Así ha ocurrido con la difusión de la PrEP (profilaxis preexposición), que reduce las probabilidades de contraer el VIH a través de las relaciones sexuales, y que es el último recurso de los que quieren tener relaciones de riesgo sin utilizar preservativos. Cuando la sanidad pública empezó a financiar esta pastilla en 2019, los expertos ya señalaron el inconveniente de que la PrEP estimule una conducta de riesgo que sobrepase sus efectos protectores.

El resultado es que se van normalizando las relaciones de riesgo. Las mismas aplicaciones de citas facilitan encuentros sexuales más frecuentes y con desconocidos. Las drogas y el alcohol contribuyen también a la pérdida de control en estas situaciones, de modo que al final no se sabe muy bien a qué se consiente.

Frente a esto, la doctrina oficial, como la expuesta por la ministra Irene Montero al presentar la nueva ley del aborto, es que “la falta de educación sexual en las escuelas es un factor decisivo para provocar el aumento de las ITS que se está produciendo”. Pero el problema, más que la falta de educación sexual, es el tipo de educación sexual que se imparte, en muchas escuelas y fuera de ellas. Un tipo de educación basado más en la pura fisiología que en la educación del carácter, y en el que lo importante es la difusión de la mentalidad y la tecnología anticonceptiva. El hecho de que cada vez haya más menores entre los  responsables y entre las víctimas de abusos sexuales también certifica que ese tipo de educación sexual está fracasando.

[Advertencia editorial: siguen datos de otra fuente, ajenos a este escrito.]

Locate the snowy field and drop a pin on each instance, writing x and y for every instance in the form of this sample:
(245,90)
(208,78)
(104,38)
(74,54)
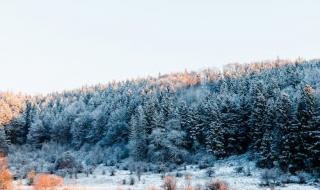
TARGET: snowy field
(224,170)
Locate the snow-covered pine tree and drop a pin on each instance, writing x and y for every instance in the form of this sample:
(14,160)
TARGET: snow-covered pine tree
(3,142)
(138,137)
(258,114)
(306,114)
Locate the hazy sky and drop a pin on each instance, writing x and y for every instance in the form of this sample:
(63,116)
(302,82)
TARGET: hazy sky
(53,45)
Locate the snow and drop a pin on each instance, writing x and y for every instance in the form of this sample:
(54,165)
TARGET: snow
(224,170)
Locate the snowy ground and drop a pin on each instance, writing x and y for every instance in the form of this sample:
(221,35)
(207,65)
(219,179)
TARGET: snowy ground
(224,170)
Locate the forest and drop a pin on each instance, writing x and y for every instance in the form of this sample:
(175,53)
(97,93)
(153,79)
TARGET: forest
(269,110)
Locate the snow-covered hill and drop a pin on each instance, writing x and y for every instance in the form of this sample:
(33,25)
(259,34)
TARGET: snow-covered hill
(237,172)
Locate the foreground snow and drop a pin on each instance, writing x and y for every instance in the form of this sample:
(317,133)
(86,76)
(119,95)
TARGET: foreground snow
(224,170)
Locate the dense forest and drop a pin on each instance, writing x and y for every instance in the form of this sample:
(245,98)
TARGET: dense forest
(269,110)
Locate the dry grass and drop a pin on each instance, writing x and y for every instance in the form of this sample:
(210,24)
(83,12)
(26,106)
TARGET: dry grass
(5,175)
(217,185)
(170,183)
(47,182)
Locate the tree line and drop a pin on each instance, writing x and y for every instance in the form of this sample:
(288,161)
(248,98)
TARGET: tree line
(269,109)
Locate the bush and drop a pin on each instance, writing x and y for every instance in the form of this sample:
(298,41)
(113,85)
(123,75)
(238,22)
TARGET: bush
(178,174)
(30,176)
(270,177)
(66,161)
(112,172)
(210,172)
(239,169)
(170,183)
(48,182)
(5,175)
(132,181)
(217,185)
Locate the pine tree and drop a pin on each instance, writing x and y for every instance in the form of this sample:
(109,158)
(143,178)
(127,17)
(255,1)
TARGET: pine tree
(138,138)
(257,119)
(306,114)
(3,142)
(285,126)
(38,133)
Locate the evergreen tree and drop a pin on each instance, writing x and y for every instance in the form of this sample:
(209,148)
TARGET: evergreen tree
(3,142)
(257,119)
(138,138)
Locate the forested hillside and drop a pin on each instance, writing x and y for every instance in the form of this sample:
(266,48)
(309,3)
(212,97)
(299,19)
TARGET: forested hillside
(269,109)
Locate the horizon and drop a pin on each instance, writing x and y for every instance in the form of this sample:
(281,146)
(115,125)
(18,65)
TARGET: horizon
(50,47)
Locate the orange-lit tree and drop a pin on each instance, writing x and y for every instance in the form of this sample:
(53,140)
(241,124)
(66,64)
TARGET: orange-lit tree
(5,175)
(47,182)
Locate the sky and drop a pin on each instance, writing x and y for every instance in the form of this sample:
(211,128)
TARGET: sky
(48,46)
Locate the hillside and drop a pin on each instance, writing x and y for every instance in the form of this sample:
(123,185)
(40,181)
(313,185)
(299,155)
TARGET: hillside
(268,110)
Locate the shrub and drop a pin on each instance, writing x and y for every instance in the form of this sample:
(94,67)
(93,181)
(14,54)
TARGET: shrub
(217,185)
(66,161)
(112,172)
(239,169)
(170,183)
(210,172)
(5,175)
(132,181)
(47,182)
(178,174)
(269,177)
(30,176)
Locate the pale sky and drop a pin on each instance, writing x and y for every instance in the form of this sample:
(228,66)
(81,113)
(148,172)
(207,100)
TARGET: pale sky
(51,45)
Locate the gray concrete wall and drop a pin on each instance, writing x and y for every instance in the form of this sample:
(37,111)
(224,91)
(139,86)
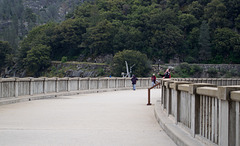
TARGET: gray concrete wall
(207,108)
(14,87)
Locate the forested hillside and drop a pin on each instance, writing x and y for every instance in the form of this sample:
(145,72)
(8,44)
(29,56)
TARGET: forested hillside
(203,31)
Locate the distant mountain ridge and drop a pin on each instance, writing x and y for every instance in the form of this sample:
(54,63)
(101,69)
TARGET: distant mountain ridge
(18,17)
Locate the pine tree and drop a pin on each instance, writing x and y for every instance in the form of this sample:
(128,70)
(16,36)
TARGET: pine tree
(204,43)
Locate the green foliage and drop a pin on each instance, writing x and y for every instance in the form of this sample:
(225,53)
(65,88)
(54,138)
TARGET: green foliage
(6,56)
(227,45)
(202,31)
(185,70)
(38,58)
(212,72)
(64,59)
(204,43)
(139,61)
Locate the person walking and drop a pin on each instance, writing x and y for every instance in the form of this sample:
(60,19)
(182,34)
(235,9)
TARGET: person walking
(153,80)
(134,81)
(167,74)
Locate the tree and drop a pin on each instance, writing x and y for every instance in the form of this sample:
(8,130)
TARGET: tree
(227,45)
(195,9)
(5,52)
(168,41)
(98,38)
(187,22)
(204,43)
(216,14)
(38,59)
(133,58)
(67,38)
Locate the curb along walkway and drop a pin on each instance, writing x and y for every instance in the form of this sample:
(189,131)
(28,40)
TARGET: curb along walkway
(99,119)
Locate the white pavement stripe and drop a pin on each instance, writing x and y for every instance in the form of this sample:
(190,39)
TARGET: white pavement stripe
(119,118)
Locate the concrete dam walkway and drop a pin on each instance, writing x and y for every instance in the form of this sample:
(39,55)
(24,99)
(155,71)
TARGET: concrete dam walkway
(119,118)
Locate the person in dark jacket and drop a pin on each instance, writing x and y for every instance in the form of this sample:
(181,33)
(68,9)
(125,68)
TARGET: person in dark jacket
(134,81)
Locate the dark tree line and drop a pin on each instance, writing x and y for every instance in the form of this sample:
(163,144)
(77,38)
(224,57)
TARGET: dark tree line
(203,31)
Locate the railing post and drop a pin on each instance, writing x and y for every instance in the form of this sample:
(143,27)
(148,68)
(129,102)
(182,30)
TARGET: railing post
(57,85)
(177,97)
(237,124)
(45,85)
(224,114)
(16,87)
(149,102)
(89,82)
(31,86)
(195,107)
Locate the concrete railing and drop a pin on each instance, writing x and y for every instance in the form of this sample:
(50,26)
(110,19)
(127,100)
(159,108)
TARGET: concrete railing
(215,81)
(208,112)
(15,87)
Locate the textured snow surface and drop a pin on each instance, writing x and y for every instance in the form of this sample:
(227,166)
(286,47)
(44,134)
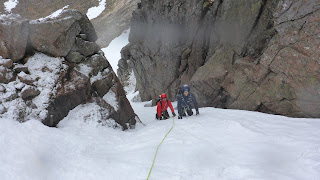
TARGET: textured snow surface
(10,4)
(94,12)
(218,144)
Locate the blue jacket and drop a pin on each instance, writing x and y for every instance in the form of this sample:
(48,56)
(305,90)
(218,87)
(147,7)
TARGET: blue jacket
(186,102)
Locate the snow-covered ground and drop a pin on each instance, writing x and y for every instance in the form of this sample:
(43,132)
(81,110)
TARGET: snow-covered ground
(112,52)
(54,14)
(94,12)
(10,4)
(217,144)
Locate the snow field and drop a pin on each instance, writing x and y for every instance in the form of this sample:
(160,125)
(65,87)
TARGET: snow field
(218,144)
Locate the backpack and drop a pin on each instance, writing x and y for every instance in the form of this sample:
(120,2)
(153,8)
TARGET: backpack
(159,100)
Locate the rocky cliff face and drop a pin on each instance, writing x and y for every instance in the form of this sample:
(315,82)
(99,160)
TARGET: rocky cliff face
(49,66)
(255,55)
(109,24)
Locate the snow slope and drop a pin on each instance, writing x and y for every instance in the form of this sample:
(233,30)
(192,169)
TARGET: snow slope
(94,12)
(218,144)
(10,4)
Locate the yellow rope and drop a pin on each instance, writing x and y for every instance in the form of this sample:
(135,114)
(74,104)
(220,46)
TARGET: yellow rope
(158,149)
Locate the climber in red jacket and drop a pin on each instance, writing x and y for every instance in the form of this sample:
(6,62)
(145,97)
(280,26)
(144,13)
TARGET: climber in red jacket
(162,107)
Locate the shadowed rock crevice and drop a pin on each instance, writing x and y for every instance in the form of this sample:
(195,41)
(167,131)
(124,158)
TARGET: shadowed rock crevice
(65,69)
(254,55)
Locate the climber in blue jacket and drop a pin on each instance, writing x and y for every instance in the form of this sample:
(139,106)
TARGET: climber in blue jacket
(185,101)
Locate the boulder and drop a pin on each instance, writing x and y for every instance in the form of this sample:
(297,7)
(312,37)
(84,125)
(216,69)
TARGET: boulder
(74,89)
(21,68)
(7,63)
(103,84)
(57,35)
(75,57)
(2,88)
(29,92)
(97,63)
(86,48)
(27,79)
(2,109)
(14,32)
(6,75)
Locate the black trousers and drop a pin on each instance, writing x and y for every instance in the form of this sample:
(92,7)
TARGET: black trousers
(165,115)
(188,110)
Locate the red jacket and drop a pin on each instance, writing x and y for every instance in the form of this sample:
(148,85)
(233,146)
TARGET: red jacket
(165,105)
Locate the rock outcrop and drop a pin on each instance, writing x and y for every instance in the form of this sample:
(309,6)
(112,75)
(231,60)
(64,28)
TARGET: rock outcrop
(109,24)
(13,36)
(63,68)
(254,55)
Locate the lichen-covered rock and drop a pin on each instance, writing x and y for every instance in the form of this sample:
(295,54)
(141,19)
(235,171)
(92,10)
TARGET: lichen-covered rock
(57,35)
(6,75)
(86,48)
(2,109)
(14,32)
(27,79)
(75,57)
(74,89)
(29,92)
(7,63)
(21,68)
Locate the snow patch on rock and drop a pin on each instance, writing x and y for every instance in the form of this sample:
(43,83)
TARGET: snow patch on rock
(111,99)
(94,12)
(10,4)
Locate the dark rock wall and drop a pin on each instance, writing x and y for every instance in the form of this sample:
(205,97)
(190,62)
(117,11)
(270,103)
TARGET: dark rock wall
(110,24)
(260,55)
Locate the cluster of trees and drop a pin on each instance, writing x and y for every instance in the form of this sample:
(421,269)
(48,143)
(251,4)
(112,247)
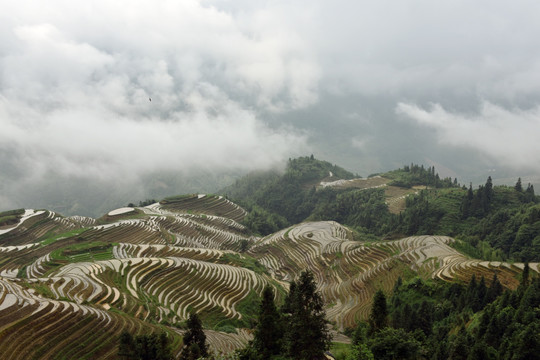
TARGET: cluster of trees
(144,347)
(144,203)
(275,201)
(478,203)
(434,320)
(418,175)
(494,222)
(296,330)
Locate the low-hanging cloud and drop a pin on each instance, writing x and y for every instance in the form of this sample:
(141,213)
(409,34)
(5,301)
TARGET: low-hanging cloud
(147,88)
(245,84)
(510,137)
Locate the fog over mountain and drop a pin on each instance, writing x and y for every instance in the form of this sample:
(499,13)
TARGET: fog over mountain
(102,103)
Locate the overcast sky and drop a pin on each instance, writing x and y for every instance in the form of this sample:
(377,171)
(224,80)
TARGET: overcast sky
(242,85)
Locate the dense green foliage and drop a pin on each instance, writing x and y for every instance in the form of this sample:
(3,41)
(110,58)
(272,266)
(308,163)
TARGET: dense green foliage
(414,174)
(437,320)
(494,222)
(194,340)
(144,347)
(491,222)
(275,200)
(298,331)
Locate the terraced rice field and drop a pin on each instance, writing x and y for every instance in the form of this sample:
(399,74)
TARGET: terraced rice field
(69,286)
(395,196)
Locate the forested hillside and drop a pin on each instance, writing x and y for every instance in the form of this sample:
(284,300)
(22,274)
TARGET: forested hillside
(184,277)
(490,222)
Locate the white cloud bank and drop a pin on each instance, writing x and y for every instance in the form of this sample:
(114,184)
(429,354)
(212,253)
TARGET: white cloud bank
(76,83)
(509,136)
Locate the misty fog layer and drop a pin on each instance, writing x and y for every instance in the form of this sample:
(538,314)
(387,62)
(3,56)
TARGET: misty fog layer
(114,102)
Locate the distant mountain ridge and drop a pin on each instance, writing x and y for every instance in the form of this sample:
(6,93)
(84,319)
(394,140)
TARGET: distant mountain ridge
(144,269)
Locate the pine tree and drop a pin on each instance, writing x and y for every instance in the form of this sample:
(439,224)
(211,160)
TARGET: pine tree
(378,317)
(194,340)
(306,335)
(126,348)
(518,186)
(268,332)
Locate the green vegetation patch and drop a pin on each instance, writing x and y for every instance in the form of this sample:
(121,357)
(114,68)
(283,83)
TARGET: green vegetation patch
(16,212)
(9,220)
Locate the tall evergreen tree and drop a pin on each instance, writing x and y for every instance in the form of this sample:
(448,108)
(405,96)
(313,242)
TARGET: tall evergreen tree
(378,317)
(194,340)
(518,186)
(306,335)
(268,332)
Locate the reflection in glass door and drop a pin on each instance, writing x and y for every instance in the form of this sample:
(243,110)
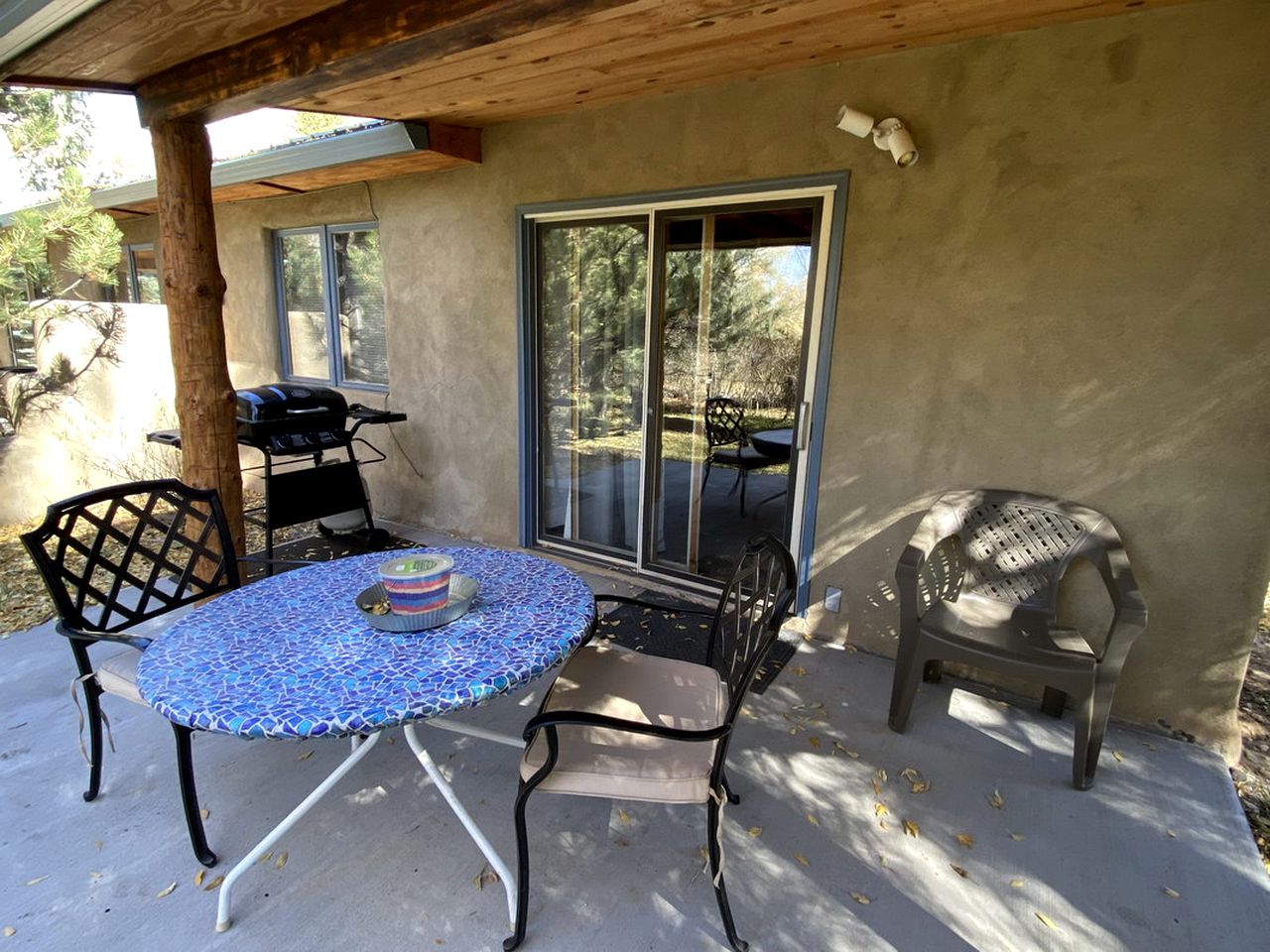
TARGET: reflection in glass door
(734,290)
(592,306)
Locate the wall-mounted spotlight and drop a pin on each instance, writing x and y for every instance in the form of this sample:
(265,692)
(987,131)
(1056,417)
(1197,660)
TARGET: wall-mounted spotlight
(889,135)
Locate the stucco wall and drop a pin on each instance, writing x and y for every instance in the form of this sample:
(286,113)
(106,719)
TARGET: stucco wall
(1066,295)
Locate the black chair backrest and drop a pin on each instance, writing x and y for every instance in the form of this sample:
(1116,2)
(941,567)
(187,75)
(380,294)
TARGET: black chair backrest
(118,556)
(749,616)
(725,421)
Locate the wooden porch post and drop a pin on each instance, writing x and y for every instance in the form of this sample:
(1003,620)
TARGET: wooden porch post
(194,293)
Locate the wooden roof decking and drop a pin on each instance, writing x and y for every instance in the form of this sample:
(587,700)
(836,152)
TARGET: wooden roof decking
(477,62)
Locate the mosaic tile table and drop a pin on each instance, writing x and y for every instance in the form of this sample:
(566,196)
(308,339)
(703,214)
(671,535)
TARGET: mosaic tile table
(291,656)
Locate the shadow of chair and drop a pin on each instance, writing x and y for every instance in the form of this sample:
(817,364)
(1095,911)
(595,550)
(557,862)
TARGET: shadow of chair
(113,561)
(978,584)
(729,444)
(625,725)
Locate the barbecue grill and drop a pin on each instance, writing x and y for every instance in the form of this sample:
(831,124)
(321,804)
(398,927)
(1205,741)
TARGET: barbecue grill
(295,425)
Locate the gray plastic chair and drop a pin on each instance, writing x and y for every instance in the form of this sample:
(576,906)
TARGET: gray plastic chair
(978,584)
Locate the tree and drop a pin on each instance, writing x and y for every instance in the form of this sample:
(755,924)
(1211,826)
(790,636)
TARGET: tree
(49,134)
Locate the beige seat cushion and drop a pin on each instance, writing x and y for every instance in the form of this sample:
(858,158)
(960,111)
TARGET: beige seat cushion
(601,762)
(117,675)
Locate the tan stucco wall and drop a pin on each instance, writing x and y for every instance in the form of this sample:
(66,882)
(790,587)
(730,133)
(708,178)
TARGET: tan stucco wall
(1066,295)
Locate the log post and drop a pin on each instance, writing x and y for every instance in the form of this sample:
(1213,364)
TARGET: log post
(194,293)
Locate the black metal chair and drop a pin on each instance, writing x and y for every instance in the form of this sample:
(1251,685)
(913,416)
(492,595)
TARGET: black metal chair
(729,444)
(978,584)
(114,558)
(625,725)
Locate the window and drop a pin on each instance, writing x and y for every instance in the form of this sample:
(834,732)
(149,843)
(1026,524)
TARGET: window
(330,304)
(139,276)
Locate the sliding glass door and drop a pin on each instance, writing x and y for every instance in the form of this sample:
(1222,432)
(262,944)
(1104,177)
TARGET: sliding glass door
(668,348)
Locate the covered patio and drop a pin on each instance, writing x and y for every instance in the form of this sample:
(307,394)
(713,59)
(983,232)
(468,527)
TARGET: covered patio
(1156,856)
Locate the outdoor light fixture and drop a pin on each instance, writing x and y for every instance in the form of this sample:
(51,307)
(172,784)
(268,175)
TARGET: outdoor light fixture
(889,135)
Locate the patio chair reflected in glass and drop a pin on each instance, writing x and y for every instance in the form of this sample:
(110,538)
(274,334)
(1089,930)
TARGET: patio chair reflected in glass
(625,725)
(729,444)
(978,584)
(113,560)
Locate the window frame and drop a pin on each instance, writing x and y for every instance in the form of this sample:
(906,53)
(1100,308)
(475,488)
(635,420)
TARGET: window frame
(330,302)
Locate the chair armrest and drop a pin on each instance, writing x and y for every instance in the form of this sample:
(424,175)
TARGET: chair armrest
(642,603)
(90,635)
(588,719)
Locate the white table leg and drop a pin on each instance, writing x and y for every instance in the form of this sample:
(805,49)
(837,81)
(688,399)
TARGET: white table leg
(359,751)
(465,817)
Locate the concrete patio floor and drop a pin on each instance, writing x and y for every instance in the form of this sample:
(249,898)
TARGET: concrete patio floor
(382,862)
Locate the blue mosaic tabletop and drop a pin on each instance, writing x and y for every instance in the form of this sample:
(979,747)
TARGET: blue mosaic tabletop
(291,656)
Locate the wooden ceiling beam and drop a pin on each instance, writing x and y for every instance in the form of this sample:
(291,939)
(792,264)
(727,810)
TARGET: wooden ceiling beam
(345,44)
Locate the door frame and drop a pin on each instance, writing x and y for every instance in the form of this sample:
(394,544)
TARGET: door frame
(826,272)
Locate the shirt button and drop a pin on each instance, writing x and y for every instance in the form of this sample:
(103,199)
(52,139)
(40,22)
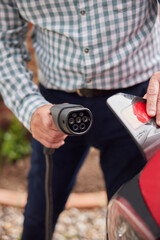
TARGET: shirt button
(88,80)
(83,12)
(86,50)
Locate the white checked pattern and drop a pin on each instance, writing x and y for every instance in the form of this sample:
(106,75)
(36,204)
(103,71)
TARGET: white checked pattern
(79,44)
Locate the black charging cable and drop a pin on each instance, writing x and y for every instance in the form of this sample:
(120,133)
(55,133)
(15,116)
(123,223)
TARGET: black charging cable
(73,120)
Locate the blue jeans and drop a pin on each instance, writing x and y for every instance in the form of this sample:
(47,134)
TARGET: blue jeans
(120,159)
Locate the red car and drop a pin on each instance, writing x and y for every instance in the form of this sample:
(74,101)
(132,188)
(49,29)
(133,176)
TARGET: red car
(134,211)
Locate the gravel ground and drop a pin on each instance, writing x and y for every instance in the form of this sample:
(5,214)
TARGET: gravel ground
(73,224)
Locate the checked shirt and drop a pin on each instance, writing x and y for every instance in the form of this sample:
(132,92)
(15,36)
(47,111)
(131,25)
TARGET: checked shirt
(78,44)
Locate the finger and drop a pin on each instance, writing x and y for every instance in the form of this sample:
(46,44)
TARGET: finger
(152,95)
(52,145)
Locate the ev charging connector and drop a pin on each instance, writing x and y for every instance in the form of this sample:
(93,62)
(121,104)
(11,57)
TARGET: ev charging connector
(73,120)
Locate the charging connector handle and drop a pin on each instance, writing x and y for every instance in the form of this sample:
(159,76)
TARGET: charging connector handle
(71,119)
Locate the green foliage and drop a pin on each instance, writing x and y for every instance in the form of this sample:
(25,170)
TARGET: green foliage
(14,142)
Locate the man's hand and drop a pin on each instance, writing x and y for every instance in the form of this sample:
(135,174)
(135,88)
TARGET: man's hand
(153,97)
(44,130)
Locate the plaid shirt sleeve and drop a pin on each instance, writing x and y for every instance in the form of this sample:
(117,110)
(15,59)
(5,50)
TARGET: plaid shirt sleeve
(20,94)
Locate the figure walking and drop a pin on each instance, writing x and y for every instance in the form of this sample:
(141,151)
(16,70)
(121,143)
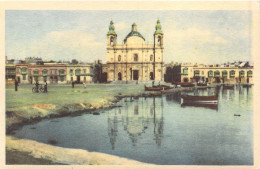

Una verdadera educación sexual requeriría ir a contracorriente de tendencias extendidas en la sociedad y que no favorecen ni la salud ni la libertad sexual. En otros campos, no hay reparos para contrarrestar tendencias que se consideran adictivas o insanas (juegos de azar, comidas fast food, hasta juguetes que reflejen estereotipos sexuales). En cambio, en el descontrol sexual se opta más bien por una política de supuesta “reducción de daños”, sin estimular un cambio de conductas. Habría que plantearse si no sería más eficaz inculcar desde la escuela y la familia una visión más sana y más digna de la sexualidad, que lleve a ver al otro como a una persona y no como un mero instrumento de satisfacción sexual. En último término, la salud sexual depende fundamentalmente de la conducta personal, y no hay que esperar que las leyes resuelvan las carencias de cada uno.